Favorite line(s): The light of the city is pale, silver-blue, sea light. Your house lies under a flight path, and the air resounds with a constant low boom like a slow-motion explosion. The street is composed exclusively of cottages just like yours, and so is the next street, and so is the next and the next. There are no trees. One morning you find a leaf on your doorstep, and you look up and down the road try to figure out where it came from.
THE BERRY PICKERS by Amanda Peters
It’s 1962. A Mi’kmaq family from Nova Scotia arrives in Maine one summer to work on a farm picking blueberries. Their four-year-old daughter, Ruthie, goes missing. Taken by a local white woman, Ruthie is raised as Norma. She wonders why she dreams of a different mother and siblings and why her skin is so much darker than that of her parents. The brother, Joe, who was with Ruthie when she went missing, must live with the guilt he feels for her disappearance and also witnessing the violent death of his brother Charles. Told in alternating chapters from Norma and Joe’s points of view through the decades, the reader learns of the silent betrayals of poverty and class and the unfolding traumas of family secrets.

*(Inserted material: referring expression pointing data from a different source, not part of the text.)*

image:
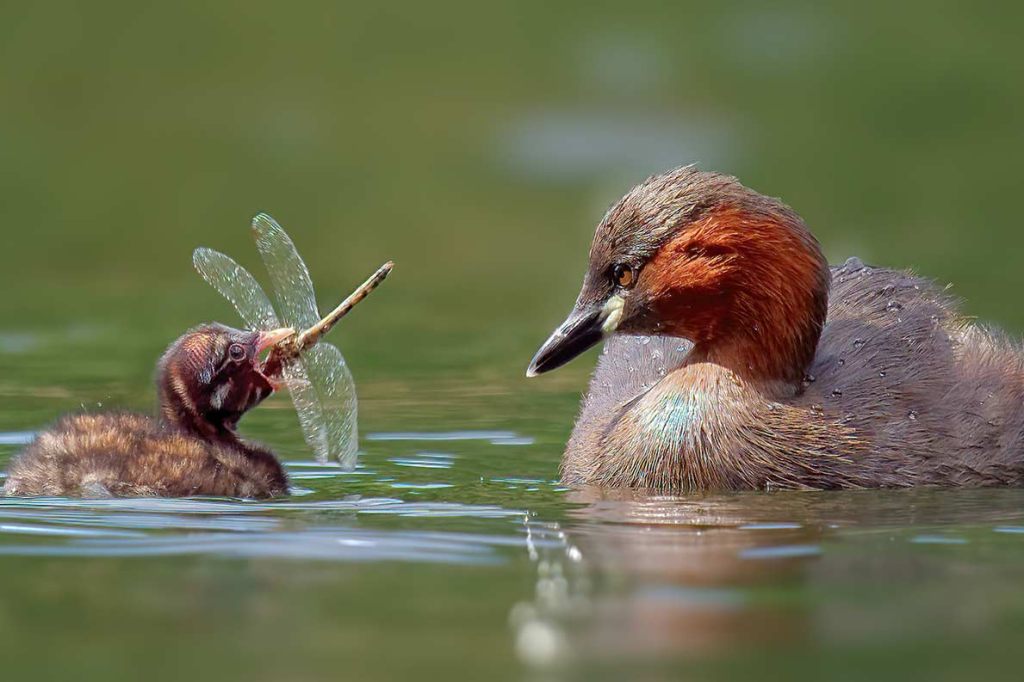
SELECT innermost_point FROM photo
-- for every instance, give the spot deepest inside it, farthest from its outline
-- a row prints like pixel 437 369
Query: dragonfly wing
pixel 329 372
pixel 293 288
pixel 238 286
pixel 324 393
pixel 308 407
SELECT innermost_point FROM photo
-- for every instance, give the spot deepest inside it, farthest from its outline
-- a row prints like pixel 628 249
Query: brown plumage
pixel 207 380
pixel 738 359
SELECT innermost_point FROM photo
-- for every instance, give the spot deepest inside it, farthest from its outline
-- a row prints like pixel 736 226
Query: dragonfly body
pixel 315 372
pixel 207 380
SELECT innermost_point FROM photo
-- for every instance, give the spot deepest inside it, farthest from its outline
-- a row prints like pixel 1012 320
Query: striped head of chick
pixel 212 376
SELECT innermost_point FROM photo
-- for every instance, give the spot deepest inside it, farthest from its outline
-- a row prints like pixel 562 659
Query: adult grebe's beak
pixel 587 325
pixel 273 337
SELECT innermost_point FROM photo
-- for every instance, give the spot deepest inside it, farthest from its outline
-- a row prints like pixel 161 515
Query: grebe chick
pixel 207 380
pixel 737 359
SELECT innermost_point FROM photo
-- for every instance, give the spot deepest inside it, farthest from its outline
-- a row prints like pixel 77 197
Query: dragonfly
pixel 314 372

Favorite line(s): I teach words. How to put them together to create fear or beauty or suspense. How a long line of words strung together can take you to a dinghy out on the ocean searching for a whale, can sit you beside the witch as she tells her story of the white man, bringing him into existence. I teach words that can take you to places that exist only in the imagination, introduce you to people so peculiar, so interesting that they can’t possibly be real, yet they are, on the page. That’s why I found it strange that no word exists for a parent who loses a child. If children lose their parents, they are orphans. If a husband loses his wife, he’s a widower. But there’s no word for a parent who loses a child. I’ve come to believe that the event is just too big, too monstrous, too overwhelming for words. No word could ever describe the feeling, so we leave it unsaid.

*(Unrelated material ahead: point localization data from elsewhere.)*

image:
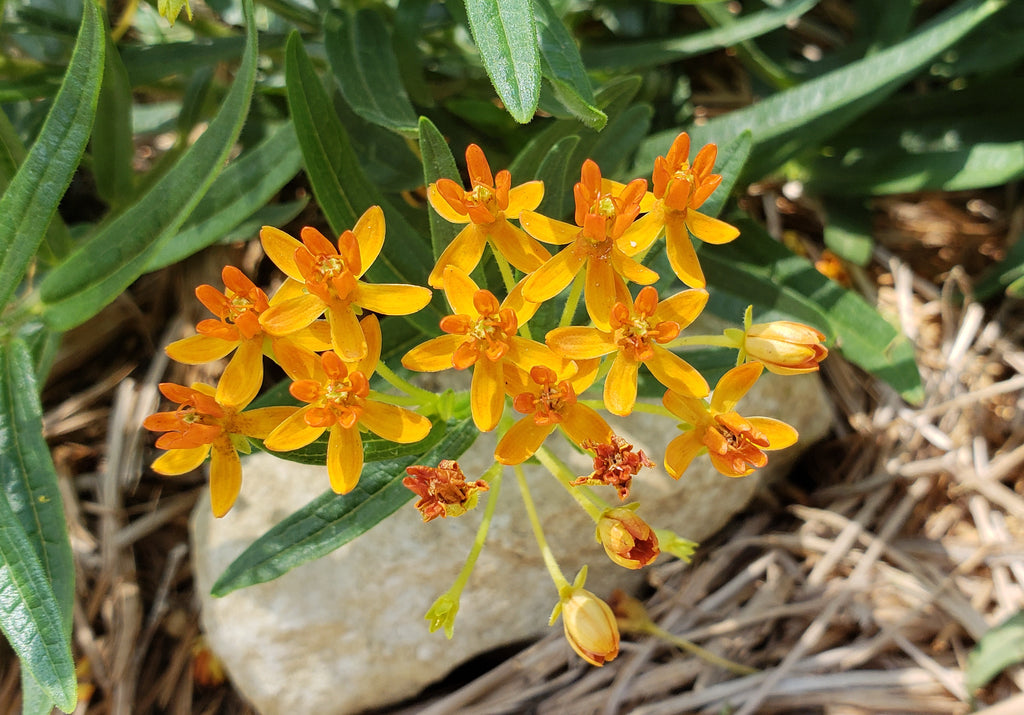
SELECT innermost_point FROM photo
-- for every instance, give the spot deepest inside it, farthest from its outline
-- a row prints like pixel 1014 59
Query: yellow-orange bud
pixel 784 347
pixel 627 539
pixel 590 627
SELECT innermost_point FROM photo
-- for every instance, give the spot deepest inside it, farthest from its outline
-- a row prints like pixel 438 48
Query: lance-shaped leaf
pixel 331 520
pixel 100 269
pixel 32 198
pixel 506 35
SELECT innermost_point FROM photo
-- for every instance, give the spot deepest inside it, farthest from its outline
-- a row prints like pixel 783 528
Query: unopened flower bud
pixel 590 626
pixel 627 539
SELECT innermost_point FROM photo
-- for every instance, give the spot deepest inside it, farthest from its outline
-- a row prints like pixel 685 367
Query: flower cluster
pixel 322 328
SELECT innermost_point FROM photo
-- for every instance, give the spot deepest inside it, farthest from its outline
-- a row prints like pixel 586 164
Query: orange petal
pixel 486 395
pixel 680 452
pixel 291 316
pixel 779 433
pixel 225 476
pixel 549 230
pixel 346 335
pixel 522 440
pixel 394 423
pixel 391 299
pixel 199 349
pixel 281 248
pixel 175 462
pixel 260 422
pixel 679 248
pixel 734 385
pixel 621 385
pixel 525 197
pixel 293 432
pixel 581 343
pixel 244 375
pixel 553 277
pixel 344 458
pixel 521 251
pixel 370 235
pixel 710 229
pixel 675 373
pixel 434 354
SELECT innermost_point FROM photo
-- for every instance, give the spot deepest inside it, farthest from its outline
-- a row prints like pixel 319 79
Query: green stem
pixel 561 583
pixel 591 503
pixel 421 395
pixel 573 299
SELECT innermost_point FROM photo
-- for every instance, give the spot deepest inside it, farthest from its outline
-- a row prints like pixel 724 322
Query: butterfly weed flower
pixel 636 334
pixel 238 329
pixel 338 402
pixel 680 188
pixel 547 403
pixel 736 445
pixel 202 426
pixel 481 334
pixel 485 208
pixel 327 279
pixel 442 490
pixel 605 221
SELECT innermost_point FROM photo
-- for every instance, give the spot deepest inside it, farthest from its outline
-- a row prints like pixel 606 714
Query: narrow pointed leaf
pixel 115 256
pixel 331 520
pixel 506 35
pixel 32 198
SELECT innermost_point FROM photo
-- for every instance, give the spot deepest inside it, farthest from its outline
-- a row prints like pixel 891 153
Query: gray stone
pixel 346 632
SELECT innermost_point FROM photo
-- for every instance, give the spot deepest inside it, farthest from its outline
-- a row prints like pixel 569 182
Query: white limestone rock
pixel 346 632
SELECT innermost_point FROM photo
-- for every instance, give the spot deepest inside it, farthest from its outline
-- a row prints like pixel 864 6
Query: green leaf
pixel 790 121
pixel 32 198
pixel 113 148
pixel 245 186
pixel 437 163
pixel 561 66
pixel 1003 645
pixel 636 55
pixel 30 487
pixel 116 255
pixel 332 520
pixel 358 49
pixel 341 186
pixel 506 35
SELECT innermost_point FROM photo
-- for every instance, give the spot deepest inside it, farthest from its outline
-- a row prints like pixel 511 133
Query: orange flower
pixel 602 241
pixel 331 279
pixel 482 334
pixel 442 490
pixel 548 403
pixel 486 208
pixel 634 336
pixel 338 400
pixel 201 425
pixel 238 328
pixel 614 465
pixel 679 190
pixel 736 445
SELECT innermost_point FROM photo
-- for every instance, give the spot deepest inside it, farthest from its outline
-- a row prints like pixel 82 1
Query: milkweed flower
pixel 485 209
pixel 337 397
pixel 636 334
pixel 442 490
pixel 202 425
pixel 481 334
pixel 736 445
pixel 330 277
pixel 601 241
pixel 680 188
pixel 627 539
pixel 549 403
pixel 238 309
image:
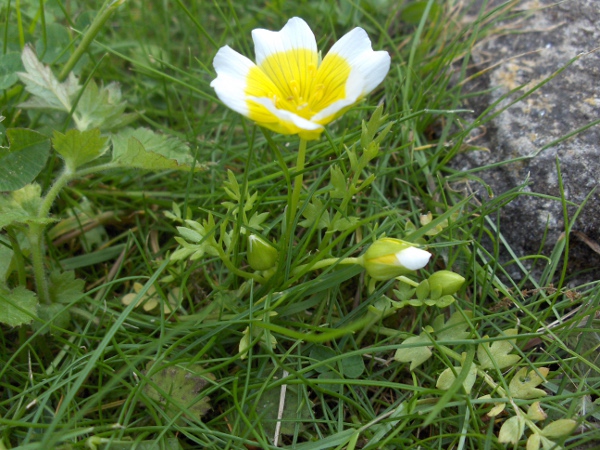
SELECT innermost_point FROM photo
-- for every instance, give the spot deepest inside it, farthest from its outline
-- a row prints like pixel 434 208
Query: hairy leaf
pixel 47 91
pixel 79 147
pixel 144 149
pixel 24 159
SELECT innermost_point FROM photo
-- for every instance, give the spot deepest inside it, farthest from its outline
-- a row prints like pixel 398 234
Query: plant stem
pixel 107 10
pixel 35 236
pixel 293 205
pixel 325 263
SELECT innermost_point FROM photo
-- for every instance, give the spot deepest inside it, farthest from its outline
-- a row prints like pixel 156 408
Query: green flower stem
pixel 235 270
pixel 35 236
pixel 107 10
pixel 295 200
pixel 326 263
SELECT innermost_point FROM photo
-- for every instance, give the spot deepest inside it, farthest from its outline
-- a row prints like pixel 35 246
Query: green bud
pixel 261 254
pixel 389 258
pixel 448 281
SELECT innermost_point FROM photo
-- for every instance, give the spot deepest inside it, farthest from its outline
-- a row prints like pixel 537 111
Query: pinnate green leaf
pixel 523 385
pixel 447 378
pixel 17 307
pixel 79 147
pixel 558 428
pixel 512 430
pixel 24 159
pixel 497 354
pixel 144 149
pixel 454 329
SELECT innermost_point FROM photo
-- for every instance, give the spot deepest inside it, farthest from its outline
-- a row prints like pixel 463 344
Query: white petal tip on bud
pixel 413 258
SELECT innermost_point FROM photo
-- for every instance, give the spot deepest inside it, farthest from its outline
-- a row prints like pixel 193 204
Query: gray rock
pixel 538 46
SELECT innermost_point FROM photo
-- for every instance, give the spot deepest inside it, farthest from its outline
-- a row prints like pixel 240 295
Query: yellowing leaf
pixel 447 378
pixel 558 428
pixel 523 385
pixel 511 430
pixel 496 354
pixel 535 412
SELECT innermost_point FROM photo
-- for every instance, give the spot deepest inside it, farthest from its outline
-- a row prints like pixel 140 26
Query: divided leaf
pixel 454 329
pixel 21 206
pixel 523 385
pixel 447 378
pixel 497 354
pixel 79 147
pixel 24 159
pixel 101 107
pixel 48 92
pixel 144 149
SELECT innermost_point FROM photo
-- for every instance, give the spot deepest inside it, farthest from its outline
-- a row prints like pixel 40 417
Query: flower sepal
pixel 389 258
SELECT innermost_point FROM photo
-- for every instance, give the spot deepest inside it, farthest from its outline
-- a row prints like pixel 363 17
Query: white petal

SPLINTERS: ANOTHER KIND OF LOVE STORY by Leslie Jamison
After the birth of a daughter and then in the deep trenches of a bitter divorce, Jamison examines what it’s like to be a single parent, a writer, a teacher, a daughter, and an ex-wife in New York City pre and post-COVID. The author writes about her separate selves—the one who sees herself in a brownstone with the finance guy—and the one on the open highway with the musician who gave her chlamydia—and the one she lives alone in a small sublet apartment next to a fire station with her infant than toddler daughter. In each life, she wonders how to reconcile her desires for everything “other” as if manifesting it will make her whole. What is non-negotiable is her love for her daughter and her need for her mother.

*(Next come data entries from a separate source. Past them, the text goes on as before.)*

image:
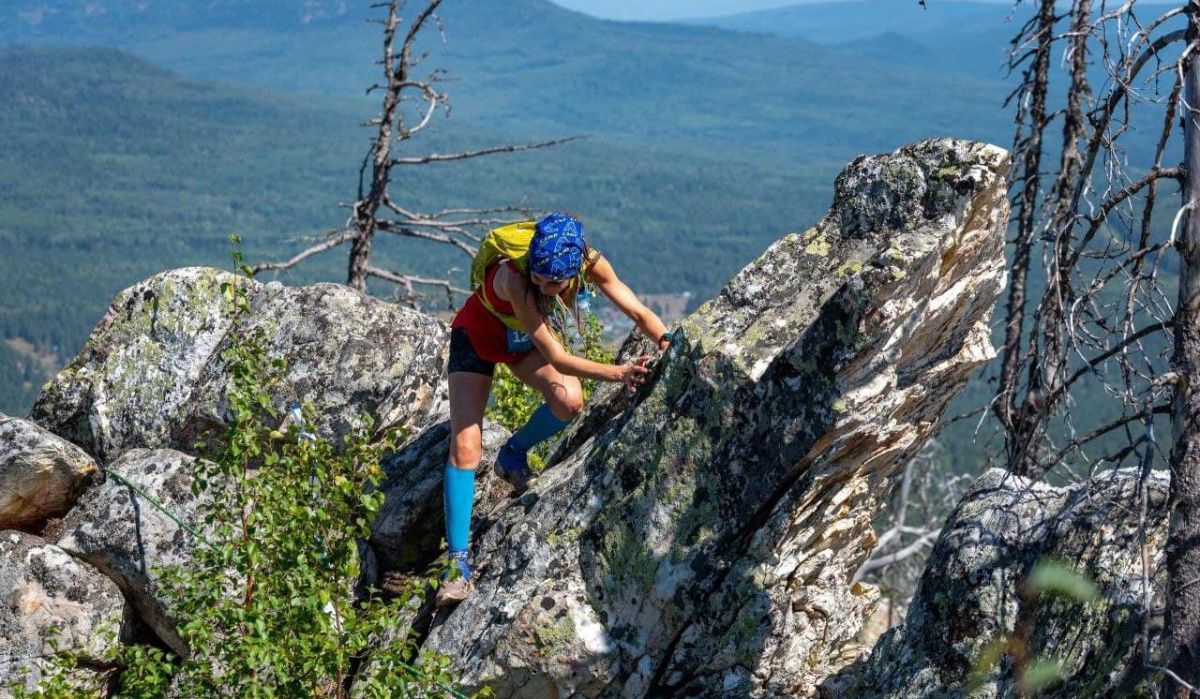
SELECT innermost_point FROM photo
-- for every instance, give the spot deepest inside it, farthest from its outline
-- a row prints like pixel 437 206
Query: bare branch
pixel 339 237
pixel 465 155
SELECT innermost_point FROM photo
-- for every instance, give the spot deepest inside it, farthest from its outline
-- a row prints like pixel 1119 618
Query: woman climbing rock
pixel 528 279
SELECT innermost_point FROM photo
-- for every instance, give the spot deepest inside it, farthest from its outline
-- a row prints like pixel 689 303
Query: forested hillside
pixel 115 168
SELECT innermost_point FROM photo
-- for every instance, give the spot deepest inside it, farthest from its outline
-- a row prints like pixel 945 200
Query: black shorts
pixel 463 357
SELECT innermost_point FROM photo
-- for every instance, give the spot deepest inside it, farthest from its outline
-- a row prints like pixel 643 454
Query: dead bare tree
pixel 409 105
pixel 1103 320
pixel 1182 632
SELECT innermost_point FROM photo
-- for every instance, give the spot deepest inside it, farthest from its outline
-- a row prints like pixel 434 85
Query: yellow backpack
pixel 509 242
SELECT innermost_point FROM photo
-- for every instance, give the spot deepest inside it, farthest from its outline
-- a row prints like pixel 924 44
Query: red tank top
pixel 492 340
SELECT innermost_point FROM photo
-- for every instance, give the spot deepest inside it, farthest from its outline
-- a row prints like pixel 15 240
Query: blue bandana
pixel 556 250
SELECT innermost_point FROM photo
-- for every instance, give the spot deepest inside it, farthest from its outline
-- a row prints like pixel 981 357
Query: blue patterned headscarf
pixel 556 250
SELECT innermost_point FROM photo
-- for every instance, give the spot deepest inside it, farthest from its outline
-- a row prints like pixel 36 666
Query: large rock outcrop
pixel 701 536
pixel 41 475
pixel 127 537
pixel 153 374
pixel 977 593
pixel 46 598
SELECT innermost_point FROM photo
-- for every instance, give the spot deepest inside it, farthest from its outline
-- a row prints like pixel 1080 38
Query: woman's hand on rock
pixel 634 375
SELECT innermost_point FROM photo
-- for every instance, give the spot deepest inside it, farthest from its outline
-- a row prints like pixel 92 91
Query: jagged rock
pixel 127 537
pixel 153 375
pixel 411 523
pixel 41 475
pixel 47 596
pixel 702 536
pixel 971 595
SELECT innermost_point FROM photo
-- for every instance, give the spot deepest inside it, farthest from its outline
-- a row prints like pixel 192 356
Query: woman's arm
pixel 513 286
pixel 605 278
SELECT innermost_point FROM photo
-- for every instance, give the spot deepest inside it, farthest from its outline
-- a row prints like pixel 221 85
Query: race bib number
pixel 519 341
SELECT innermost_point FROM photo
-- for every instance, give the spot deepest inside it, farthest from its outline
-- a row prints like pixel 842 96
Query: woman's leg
pixel 468 399
pixel 563 400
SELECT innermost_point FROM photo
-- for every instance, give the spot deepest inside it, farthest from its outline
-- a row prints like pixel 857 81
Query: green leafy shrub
pixel 270 603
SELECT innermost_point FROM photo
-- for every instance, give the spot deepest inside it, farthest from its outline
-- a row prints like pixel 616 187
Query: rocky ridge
pixel 700 536
pixel 976 592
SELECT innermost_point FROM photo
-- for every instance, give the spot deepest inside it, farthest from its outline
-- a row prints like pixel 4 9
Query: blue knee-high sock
pixel 543 425
pixel 459 496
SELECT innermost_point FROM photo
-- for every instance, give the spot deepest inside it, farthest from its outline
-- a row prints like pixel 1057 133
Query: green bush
pixel 268 603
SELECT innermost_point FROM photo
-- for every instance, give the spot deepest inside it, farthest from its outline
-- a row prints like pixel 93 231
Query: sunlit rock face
pixel 979 604
pixel 153 374
pixel 129 537
pixel 47 599
pixel 41 475
pixel 701 536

Favorite line(s): Some part of me knew that the fact of Peanut in the world, the way he made me feel that day, mattered more than the ex-philosopher ever would. Or at least, that’s what I wanted to believe—that my capacity for wonder was stronger than my resentment, that I cared more about the teeming girth of the world than the rejection of a rom-com villain who wasn’t right for me anyway. Sure, yes. But also, I was angry. Have you ever woken up next to someone in an eye mask? I have. In his glass high-rise. It was like getting fucked in the middle of the Javits Center. All those windows overlooking the plague city. He was a moral vegetarian already making money off the pandemic recession. Something about my anger felt energizing—the pure song of it, the river, the fire. Maybe it was something about its baffled, misdirected honesty, the way it said, This hurts! My anger was completely out of proportion. He hadn’t done anything wrong, only decided he didn’t want to date me anymore. My therapist asked the natural question: “Is it really him you’re angry at?”